Думаю, что никаких репрессий по языковому признаку не будет. Если будут, надо на это реагировать обостренно. Вообще мне кажется, что украинская интеллигенция как-то умеет защитить себя сама, без нашей с вами несколько навязчивой, несколько родительской заботы.

«Ваше отношение к грузинской литературе 70-х годов». Я много раз говорил о том, что такие писатели, как Чабуа Амирэджиби, даже если бы он был один, сделали бы честь любой европейской литературе. Ну и Гурам Панджикидзе, и Нодар Думбадзе. И вообще в Грузии была очень могучая поэзия. Отар Чиладзе, конечно. Это всё достаточно серьезно.

Разумеется, грузинская литература среди всех республиканских выглядела наиболее модернистской. Она меньше всего боялась касаться больных проблем, которых, скажем, Амирэджиби в «Дата Туташхиа» коснулся, пожалуй, наиболее отважно. Потому что дело в том, что Мушни Зарандиа — второй герой, искренний охранитель, двоюродный брат и антидвойник Даты Туташхиа — это, пожалуй, более важная фигура.

Мне как-то сказал один из лучших современных драматургов (не буду его называть, потому что это был конфиденциальный разговор): «А ведь Мушни Зарандиа интересней, чем Дата Туташхиа, потому что это один из немногих образов пылкого, искреннего, не карьерного, а прошедшего через долгие сомнения, через горнило долгих терзаний лоялиста».

У нас таких персонажей почти не было. И совершенно правильно пишет Акунин, что огромное большинство бесчестных людей, людей, руководствующихся только карьерой, стояло на службе режима из абсолютно пошлых и низменных соображений.

Совсем другое дело — именно грузинская коллизия, когда Дата Туташхиа противостоит человеку, искренне верящему в необходимость борьбы с революционерами, в необходимость консервации. Ну, у Окуджавы в «Свидании с Бонапартом» есть такой герой, который говорит о том, что кто-то должен холодным гранитом охлаждать наши не в меру горячие головы.

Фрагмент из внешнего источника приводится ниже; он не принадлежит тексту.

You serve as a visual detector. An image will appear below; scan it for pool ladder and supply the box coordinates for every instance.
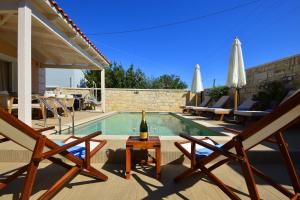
[39,97,75,135]
[55,98,75,135]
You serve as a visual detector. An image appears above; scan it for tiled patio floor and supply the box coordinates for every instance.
[0,162,298,200]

Искренний охранитель — это явление даже более глубокое и сложное, чем, скажем, Победоносцев, в чьем поведении, мне кажется, всё-таки важнее патриотизма, важнее искренней любви к России был страх за свой статус. Он понимал, что его статус перестанет быть незыблемым, как только появится серьезная конкуренция. Поэтому он и пытался ограничить образование. Ведь вряд ли Победоносцев способен выдержать сколько-нибудь серьезную дискуссию с убежденным оппозиционером. У него резон один — запретительство.

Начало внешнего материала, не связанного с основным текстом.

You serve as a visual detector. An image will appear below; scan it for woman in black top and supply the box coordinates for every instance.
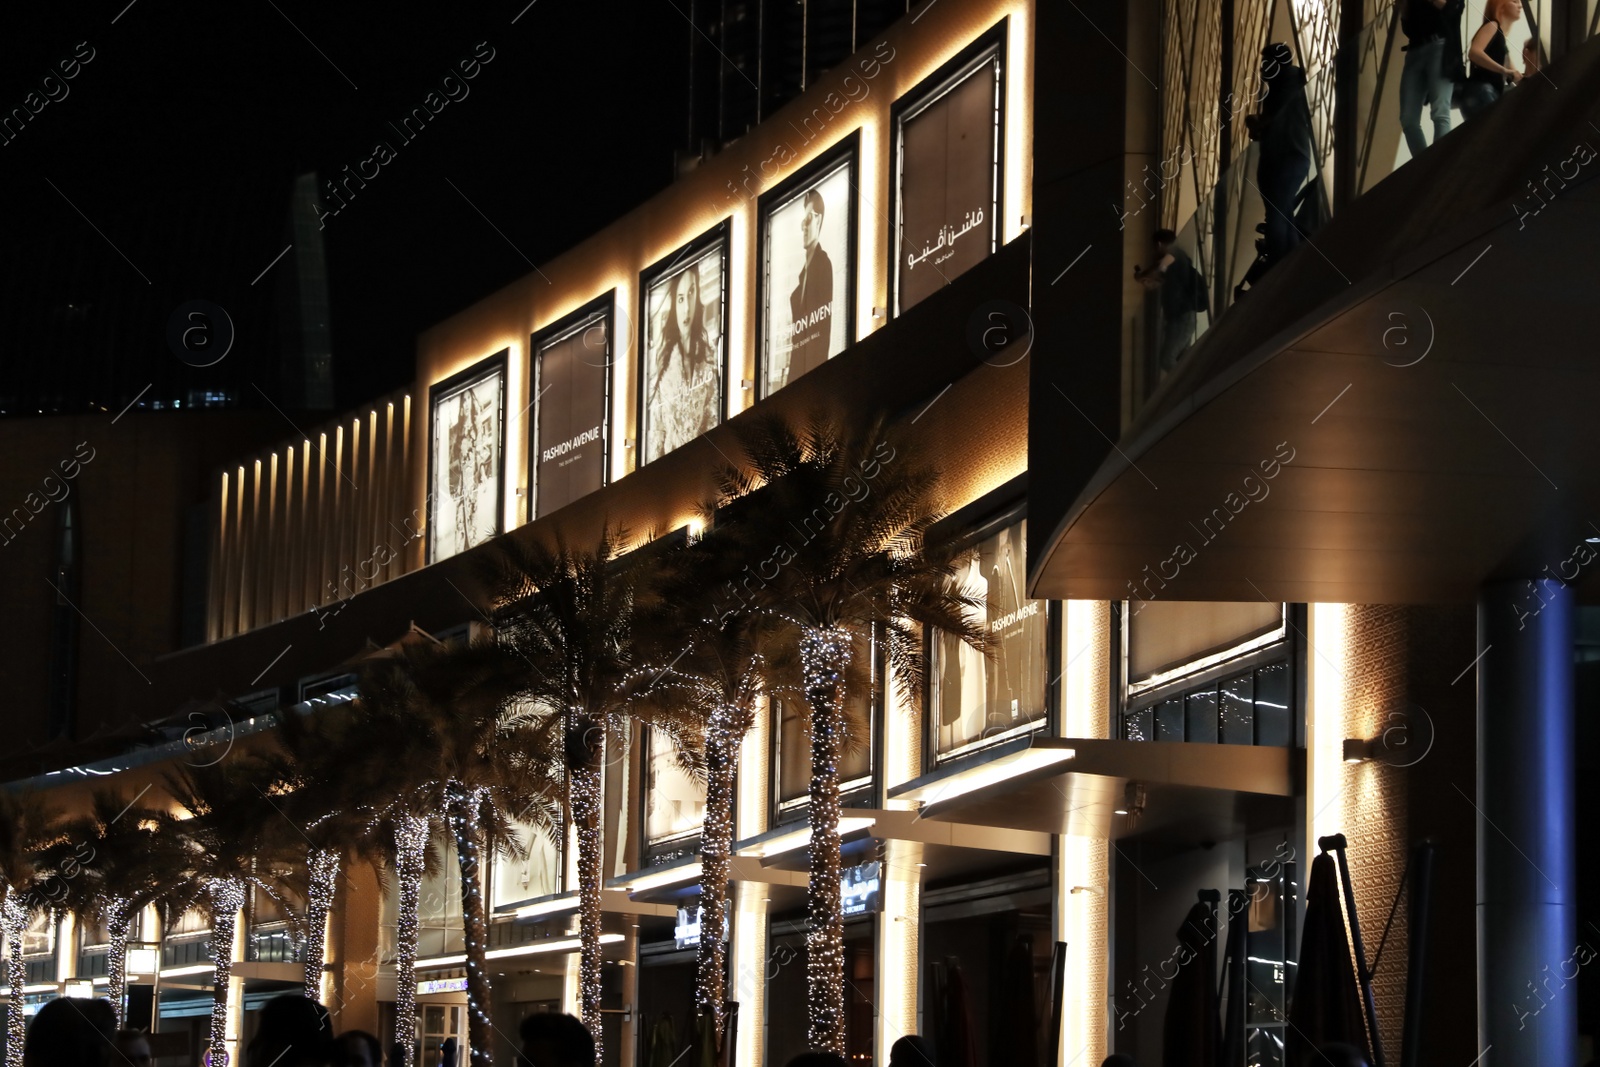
[1461,0,1523,119]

А вот такие герои, как Мушни Зарандиа — это такие рыцари охранки. Они были, и это, в общем, в русской литературе практически не отражено. А вот Кожинов, автор предисловия к «Дата Туташхиа», акцентировал внимание именно на этом персонаже. Это тоже очень неслучайно.

Иными словами, грузинская литература 70-х годов могла себе позволить, наверное, несколько большую степень отвязанности, большую степень свободы.

Тут ведь понимаете, в чем дело? Это тот парадокс, о котором, применительно к национальным литературам, всегда приходится говорить. Большинство национальных литератур построены были на требовании свободы и независимости. И национальная независимость была пусть прикровенной, пусть как-то подспудной, но всё-таки идеей. И в Белоруссии, и в Грузии, и в Украине она тлела. А вот в России этой свободы не было. Там был совершенно другой вариант. Наоборот, Россия, защищая свою национальную идентичность, защищает прежде всего идентичность имперскую.

И обратите внимание, что ведь в современной России тоже есть некоторое количество (правда, их мало, но есть) абсолютно искренних лоялистов. Для них защита российской идентичности — это прежде всего защита вертикали и, главное, защита такого устройства, при котором большая часть населения являются совершенно бесправными рабами. Лишь бы наша осажденная крепость сохранилась.

То есть это в известном смысле борьба за свою свободу быть рабом и за то, чтобы испытывать наслаждение от этого рабства. Такое несколько подпольное, достоевское, мазохистское гаденькое наслаждение от того, что мы самые свободные рабы. Что мы в наибольшей степени рабы, что мы хотим этого унижения и, как говорил парадоксалист из «Записок из подполья», извлекаем из этого самый сладкий сок.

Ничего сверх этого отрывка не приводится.